A roupa é das poucas coisas que nos acompanham ao longo da vida. Tirando aquelas horas em que nos banhamos, em que dormimos sem a dita ou os dias em que alguns as dispensam – numa praia naturista, por exemplo – a roupa é omnipresente no nosso dia-a-dia, no nosso corpo, na nossa vida em sociedade. E ninguém a dispensa, nem os mais humildes: há os “sem-abrigo”, há os “sem-terra” mas nunca ouvi falar nem li um texto sobre os “sem-roupa”.
Por mais anódina que seja, a roupa carrega consigo, sempre, uma mensagem. Seja o seu núcleo duro – a roupa propriamente dita, digamos, uma camisa ou uma saia – ou os seus acessórios – a gravata, o lenço à volta do pescoço –, a roupa não é neutra.
Uma das características das sociedades livres é que a roupa é adotada por cada um segundo o seu gosto. Seja um punk dos anos 80, numa rua de Londres, ou um betinho de Beverly Hills, a roupa é uma extensão da individualidade, uma marca da personalidade e da singularidade de quem a enverga.

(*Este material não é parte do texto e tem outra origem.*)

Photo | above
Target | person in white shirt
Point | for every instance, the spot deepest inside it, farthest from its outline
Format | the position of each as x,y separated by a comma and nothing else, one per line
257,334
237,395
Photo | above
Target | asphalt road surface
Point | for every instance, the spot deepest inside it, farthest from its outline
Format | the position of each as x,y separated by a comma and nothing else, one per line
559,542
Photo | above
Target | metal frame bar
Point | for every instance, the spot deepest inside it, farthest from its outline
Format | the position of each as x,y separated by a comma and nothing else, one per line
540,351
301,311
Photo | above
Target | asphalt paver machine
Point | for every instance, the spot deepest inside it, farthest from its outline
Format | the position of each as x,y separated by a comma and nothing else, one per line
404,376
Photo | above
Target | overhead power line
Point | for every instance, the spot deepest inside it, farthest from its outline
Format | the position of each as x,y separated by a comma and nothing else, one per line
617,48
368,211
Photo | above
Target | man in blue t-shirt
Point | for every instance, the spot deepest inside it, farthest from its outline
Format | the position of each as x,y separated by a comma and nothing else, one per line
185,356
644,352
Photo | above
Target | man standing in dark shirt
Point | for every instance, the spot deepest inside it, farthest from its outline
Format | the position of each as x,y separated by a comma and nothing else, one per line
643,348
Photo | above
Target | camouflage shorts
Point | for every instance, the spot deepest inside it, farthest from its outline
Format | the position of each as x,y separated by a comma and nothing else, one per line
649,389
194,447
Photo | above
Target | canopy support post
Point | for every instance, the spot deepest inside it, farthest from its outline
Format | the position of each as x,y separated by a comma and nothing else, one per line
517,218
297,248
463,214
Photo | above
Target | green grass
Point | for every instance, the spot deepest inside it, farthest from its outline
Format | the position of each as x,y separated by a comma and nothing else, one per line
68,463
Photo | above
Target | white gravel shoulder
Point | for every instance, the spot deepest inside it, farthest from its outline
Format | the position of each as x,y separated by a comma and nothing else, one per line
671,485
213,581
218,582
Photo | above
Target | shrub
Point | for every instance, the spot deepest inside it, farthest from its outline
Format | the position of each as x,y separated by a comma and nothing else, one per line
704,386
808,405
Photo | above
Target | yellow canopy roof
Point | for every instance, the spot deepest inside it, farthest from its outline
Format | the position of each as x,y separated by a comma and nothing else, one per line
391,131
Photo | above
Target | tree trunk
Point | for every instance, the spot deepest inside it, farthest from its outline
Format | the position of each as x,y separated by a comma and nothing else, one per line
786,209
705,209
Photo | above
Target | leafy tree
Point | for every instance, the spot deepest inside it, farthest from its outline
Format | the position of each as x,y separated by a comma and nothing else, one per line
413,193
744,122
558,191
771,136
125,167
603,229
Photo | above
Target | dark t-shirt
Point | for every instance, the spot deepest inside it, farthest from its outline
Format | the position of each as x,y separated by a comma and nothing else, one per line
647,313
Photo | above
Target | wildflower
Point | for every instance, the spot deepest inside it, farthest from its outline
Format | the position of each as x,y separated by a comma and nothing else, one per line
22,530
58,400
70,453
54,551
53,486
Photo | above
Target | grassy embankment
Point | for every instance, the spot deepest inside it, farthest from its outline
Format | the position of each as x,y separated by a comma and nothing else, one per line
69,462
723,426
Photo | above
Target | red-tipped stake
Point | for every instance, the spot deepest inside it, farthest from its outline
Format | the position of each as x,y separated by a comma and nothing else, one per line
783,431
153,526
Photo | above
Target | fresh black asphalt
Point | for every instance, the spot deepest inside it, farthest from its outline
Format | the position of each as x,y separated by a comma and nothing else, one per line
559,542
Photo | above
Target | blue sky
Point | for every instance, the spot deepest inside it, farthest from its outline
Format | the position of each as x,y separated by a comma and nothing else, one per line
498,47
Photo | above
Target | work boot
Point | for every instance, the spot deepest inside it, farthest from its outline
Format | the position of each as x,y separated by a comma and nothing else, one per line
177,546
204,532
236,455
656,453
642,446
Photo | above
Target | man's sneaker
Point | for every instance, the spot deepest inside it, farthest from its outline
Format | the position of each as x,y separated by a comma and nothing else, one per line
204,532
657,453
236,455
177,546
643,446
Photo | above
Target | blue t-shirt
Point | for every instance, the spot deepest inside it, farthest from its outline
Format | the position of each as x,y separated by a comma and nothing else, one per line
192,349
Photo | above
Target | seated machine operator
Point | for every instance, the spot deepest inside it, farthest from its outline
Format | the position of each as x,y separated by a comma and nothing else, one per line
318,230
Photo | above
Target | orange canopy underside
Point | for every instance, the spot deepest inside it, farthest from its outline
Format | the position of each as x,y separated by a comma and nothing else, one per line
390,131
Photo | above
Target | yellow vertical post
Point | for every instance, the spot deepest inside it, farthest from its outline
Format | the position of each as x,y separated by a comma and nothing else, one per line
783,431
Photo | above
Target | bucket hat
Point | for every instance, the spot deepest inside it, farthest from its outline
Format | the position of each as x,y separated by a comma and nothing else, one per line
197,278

Claro que pode ser uma marca de grupo – as gabardinas pretas identificavam os góticos e desalinhados da minha adolescência – mas a adesão a esse estilo continua a ser uma escolha individual.
Há um costume do mundo empresarial ocidental que demonstra bem a importância que tem a roupa como marca de individualidade. No setor financeiro, nos escritórios de advogados, nas administrações de empresas, sobretudo no mundo anglo-saxónico, instituíram-se as casual Fridays, um dia da semana de trabalho em que os funcionários são livres de abandonar o dress code convencional e de se vestirem como entenderem. À sexta-feira, os robôs dos escritórios podem finalmente aquilo que são – homens e mulheres singulares.
Nos regimes ou locais onde reina a autoridade e a individualidade é considerada perigosa, pelo contrário, a escolha da roupa é banida. Na China de Mao o casaco com quatro bolsos estampados e quatro botões passou a ser a norma entre a população masculina e só com a abertura dos anos 90 deixou de ser envergado, como norma, pelos trabalhadores do Estado e pelos altos dirigentes comunistas. O mesmo se passou no Cambodja de Pol Pot, onde o fato preto era obrigatório. E da Coreia do Norte de Kim Jong Un foram banidos os piercings, as tatuagens, os jeans e há um catálogo para escolher os cortes de cabelo permitidos à população masculina. Nos estados islâmicos, as mulheres têm de vestir roupas de acordo com a norma muçulmana, incorrendo em castigos vários se o não fizerem.
Há outros exemplos, no microcosmo do ensino religioso e das forças armadas ocidentais. Um soldado pode ser castigado por não ter a sua farda conforme às regras ou um estudante de uma escola católica afastado das aulas por não trazer o uniforme. Nestes caso, contudo, podemos objetar – pelo menos em Portugal, onde o serviço militar deixou de ser obrigatório há mais de uma década – que a regra do uso de certas roupas depende, em última instância, de uma escolha dos indivíduos, que só frequentam aquela escola ou se tornam militares se quiserem.
O que dizer então de uma democracia madura que envereda por uma histeria contra uma peça de roupa? A dita é de gosto duvidoso – um fato de banho que cobre a quase totalidade do corpo das mulheres que o envergam, regra geral preto, por vezes acompanhado por um lenço sobre a cabeça – mas isso é lá com quem a usa. Mandar polícias armados patrulhar os areais da Côte d’Azur à procura de mulheres com burkinis, que “não respeitam a moral e o secularismo”, é um contrassenso no país que se reivindica da Liberdade, Igualdade e da Fraternidade.
Onde acaba um burkini e começa um fato-de-banho? Vão os polícias passar a andar acompanhados por especialistas em roupa usada em zonas balneares para detetar as prevaricadoras? Parece algo possível em Riade ou em Pyongyang, onde há milícias que controlam os “bons costumes”, mas inadmissível na Riviera Francesa. Será o mesmo imposto a quem se banha com um crucifixo ao pescoço? Ou a quem repousa o corpo na toalha vestindo uma t-shirt com a imagem de Cristo? Vai a França fazer no seu território, por razões diferentes, é certo, aquilo que a sua população critica aos muçulmanos nos seus?
A França é orgulhosa do secularismo, que empurrou para a esfera privada as manifestações de fé e de crença. E a França foi massacrada pelo terrorismo islâmico radical. Mas a França recusou sempre abrir mão dos seus valores democráticos, apesar das ameaças constantes à segurança dos seus cidadãos. Enterrar a liberdade de cada um(a) usar o que entender nos areais de Nice é certamente uma primeira capitulação – esperemos que passageira e única.